La population de la Terre dépassera 9 milliards de personnes en 2050. De cette projection établie par les Nations unies - la dernière révision date de 2006 - dépend à peu près... tout le reste. Rien d'étonnant, dès lors, qu'en ouvrant une chaire dédiée au développement durable, le Collège de France décide de confier la première des cinq années d'enseignement au démographe Henri Leridon.

"C'est tout l'intérêt de la chaire que de balayer les différents aspects - démographie, climat, ressources, etc. - car le développement durable n'est pas une discipline en tant que telle", estime le directeur de recherche émérite à l'Institut national des études démographiques (INED) qui a prononcé, jeudi 5 mars, sa leçon inaugurale, cinquante ans après Alfred Sauvy, qui a occupé, dans la même enceinte, la chaire démographie sociale.

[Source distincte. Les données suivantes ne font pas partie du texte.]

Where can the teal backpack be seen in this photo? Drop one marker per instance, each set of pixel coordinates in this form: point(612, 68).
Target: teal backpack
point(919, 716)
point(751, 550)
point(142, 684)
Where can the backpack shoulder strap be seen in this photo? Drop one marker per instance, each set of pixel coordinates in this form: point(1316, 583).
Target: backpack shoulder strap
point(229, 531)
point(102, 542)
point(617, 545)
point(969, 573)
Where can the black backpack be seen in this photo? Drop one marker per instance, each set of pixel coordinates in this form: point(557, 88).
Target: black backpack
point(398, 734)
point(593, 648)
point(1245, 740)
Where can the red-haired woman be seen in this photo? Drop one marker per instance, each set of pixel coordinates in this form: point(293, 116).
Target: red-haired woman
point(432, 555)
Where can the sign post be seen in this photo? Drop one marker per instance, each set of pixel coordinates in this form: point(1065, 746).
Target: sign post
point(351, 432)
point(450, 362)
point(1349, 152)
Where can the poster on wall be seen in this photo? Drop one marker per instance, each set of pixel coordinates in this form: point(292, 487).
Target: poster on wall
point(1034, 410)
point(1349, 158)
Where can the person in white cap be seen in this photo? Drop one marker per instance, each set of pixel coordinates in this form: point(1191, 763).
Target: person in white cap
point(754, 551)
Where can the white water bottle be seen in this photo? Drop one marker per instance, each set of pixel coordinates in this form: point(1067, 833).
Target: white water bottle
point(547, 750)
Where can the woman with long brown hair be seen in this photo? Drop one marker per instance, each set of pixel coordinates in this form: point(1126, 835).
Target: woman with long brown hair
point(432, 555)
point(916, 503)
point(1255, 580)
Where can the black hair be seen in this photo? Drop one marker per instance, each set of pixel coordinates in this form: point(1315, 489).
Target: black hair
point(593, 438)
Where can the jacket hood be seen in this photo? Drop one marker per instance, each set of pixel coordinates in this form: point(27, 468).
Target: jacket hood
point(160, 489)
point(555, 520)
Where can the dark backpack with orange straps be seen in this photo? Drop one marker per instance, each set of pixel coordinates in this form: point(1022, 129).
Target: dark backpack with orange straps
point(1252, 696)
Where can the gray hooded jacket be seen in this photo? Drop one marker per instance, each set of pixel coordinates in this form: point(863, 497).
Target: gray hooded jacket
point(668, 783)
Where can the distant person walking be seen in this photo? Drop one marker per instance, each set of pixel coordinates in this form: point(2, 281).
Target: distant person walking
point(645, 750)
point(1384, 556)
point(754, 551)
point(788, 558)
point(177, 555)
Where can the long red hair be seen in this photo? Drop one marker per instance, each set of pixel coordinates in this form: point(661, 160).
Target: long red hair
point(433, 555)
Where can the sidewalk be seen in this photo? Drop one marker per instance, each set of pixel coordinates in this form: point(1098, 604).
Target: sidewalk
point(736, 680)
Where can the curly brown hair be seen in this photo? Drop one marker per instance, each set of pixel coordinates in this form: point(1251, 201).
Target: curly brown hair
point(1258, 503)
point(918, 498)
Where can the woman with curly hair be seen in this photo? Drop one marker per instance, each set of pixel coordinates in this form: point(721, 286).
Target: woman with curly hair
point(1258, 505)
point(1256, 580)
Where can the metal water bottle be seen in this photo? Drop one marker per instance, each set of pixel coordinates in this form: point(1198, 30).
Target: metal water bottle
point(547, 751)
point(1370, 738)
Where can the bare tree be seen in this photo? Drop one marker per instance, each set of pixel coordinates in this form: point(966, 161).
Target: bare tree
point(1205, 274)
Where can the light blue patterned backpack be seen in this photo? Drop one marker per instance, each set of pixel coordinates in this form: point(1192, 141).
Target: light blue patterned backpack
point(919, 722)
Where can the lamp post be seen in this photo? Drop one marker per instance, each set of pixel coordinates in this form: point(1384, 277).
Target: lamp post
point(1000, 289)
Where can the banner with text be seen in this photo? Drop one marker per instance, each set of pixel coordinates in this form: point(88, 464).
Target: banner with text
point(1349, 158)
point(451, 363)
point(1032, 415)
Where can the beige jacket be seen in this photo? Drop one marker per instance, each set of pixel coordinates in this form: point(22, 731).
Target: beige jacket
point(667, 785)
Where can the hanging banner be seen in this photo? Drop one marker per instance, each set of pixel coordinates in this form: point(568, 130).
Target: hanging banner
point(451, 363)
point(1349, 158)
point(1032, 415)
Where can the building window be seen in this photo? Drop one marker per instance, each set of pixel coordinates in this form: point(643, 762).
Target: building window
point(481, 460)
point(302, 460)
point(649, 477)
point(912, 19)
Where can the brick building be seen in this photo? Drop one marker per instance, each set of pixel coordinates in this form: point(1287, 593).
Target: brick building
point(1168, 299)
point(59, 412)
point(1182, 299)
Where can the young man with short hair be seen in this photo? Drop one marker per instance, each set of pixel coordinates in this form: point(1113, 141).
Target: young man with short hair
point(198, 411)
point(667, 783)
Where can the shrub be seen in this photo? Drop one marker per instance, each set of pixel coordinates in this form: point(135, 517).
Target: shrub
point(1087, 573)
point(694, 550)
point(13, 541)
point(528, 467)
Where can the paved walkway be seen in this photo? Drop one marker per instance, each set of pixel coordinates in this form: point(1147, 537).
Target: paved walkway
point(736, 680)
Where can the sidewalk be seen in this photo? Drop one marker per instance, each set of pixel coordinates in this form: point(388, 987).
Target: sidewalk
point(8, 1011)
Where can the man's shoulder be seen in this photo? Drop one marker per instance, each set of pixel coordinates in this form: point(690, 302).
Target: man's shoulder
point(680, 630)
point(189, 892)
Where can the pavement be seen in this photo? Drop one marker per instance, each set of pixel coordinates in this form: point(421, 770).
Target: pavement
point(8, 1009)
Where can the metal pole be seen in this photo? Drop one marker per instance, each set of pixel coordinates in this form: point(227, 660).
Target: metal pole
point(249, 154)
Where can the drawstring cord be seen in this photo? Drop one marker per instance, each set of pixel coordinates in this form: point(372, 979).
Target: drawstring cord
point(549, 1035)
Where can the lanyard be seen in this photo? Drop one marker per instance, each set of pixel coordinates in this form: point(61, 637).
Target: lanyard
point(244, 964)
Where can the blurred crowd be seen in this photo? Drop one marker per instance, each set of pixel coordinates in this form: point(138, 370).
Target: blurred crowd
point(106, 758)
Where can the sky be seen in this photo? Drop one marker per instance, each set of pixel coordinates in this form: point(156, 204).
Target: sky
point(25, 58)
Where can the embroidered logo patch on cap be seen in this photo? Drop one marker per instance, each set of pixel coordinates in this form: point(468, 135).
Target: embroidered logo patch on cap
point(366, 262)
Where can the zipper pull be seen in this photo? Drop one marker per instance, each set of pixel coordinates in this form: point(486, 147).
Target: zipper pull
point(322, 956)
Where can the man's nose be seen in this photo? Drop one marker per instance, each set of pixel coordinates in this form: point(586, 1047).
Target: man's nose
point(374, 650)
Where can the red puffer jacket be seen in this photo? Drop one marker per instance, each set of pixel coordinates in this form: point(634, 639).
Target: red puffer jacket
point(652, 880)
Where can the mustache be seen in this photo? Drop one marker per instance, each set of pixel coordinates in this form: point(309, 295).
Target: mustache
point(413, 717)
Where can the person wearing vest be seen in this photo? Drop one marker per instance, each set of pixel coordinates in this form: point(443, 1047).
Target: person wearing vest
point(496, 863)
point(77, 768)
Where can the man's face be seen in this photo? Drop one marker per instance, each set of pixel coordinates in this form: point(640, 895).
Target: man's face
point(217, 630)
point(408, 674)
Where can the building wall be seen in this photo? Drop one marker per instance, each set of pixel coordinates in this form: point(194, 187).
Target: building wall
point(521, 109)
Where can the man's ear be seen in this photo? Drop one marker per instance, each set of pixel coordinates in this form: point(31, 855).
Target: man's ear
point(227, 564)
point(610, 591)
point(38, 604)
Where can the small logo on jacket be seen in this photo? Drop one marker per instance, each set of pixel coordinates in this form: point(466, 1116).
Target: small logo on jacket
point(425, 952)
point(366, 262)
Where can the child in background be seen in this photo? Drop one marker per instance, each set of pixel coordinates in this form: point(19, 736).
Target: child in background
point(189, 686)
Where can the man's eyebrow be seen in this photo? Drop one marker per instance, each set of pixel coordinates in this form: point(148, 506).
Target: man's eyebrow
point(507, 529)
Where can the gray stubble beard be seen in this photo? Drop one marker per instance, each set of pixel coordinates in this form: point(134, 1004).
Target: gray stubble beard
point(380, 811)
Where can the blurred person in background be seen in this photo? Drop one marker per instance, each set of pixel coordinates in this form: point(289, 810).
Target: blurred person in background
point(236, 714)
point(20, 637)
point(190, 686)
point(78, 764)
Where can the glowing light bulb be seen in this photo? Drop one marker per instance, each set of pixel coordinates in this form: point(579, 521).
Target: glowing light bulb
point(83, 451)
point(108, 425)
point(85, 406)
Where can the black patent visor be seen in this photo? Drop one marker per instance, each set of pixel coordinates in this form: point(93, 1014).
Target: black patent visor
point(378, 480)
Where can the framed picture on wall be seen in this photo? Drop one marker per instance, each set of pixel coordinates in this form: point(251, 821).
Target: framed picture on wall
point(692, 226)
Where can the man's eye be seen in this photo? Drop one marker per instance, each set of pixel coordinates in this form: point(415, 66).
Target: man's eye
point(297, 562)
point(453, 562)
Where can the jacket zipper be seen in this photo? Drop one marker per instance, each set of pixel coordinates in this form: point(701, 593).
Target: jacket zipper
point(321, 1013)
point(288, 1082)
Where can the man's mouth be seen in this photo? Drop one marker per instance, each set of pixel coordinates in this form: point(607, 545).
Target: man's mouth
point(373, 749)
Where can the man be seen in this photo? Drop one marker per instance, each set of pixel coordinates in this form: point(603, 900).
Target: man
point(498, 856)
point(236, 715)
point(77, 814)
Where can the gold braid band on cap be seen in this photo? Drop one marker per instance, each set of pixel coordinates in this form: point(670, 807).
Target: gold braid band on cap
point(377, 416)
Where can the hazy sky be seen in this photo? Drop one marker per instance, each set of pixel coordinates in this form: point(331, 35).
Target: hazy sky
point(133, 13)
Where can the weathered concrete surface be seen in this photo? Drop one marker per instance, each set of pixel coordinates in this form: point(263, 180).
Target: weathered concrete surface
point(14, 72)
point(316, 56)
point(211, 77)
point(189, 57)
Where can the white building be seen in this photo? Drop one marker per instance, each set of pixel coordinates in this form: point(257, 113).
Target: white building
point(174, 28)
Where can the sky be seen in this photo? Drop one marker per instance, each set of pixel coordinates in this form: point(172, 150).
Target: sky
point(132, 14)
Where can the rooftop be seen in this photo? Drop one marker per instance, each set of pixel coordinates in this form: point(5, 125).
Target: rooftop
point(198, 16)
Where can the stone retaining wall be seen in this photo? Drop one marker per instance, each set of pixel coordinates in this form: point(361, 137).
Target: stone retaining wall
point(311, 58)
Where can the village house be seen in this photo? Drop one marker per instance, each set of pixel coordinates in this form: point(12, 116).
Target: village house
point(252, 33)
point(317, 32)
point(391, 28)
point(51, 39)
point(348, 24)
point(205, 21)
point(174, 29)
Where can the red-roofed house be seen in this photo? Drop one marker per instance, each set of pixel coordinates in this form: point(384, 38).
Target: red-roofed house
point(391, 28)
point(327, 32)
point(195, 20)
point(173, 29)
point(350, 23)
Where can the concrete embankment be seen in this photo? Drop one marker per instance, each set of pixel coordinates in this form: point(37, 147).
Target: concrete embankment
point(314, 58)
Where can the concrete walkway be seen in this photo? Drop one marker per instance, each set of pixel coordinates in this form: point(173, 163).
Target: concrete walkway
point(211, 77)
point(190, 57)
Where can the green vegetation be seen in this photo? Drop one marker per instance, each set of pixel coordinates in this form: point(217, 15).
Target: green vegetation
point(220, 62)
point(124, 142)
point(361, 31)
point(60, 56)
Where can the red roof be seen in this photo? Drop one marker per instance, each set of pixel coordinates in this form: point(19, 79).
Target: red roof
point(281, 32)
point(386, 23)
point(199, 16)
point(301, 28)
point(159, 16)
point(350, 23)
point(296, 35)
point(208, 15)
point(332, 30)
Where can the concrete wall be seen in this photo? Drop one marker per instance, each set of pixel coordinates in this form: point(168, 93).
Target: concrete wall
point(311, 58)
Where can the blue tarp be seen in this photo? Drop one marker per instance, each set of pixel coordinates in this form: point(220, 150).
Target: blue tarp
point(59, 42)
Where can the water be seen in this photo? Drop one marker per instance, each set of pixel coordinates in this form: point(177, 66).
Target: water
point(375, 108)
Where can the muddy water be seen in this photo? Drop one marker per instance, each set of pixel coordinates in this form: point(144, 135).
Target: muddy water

L'enseignement de la chaire développement durable, dont la création a été suggérée par le climatologue Edouard Bard, sera donc complété par des apports concernant le changement climatique et ses impacts sur la santé et l'économie ; les conséquences des activités humaines sur le cycle de l'eau, du carbone et de l'azote ; l'alimentation et la nutrition ; la biodiversité et le futur énergétique.

 

http://www.lemonde.fr/planete/article/2009/03/06/henri-leridon-les-programmes-de-controle-des-naissances-ne-sont-plus-d-actualite_1164437_3244.html

 Photo : Le démographe Henri Leridon lors de sa leçon inaugurale, jeudi 5 mars, au Collège de France.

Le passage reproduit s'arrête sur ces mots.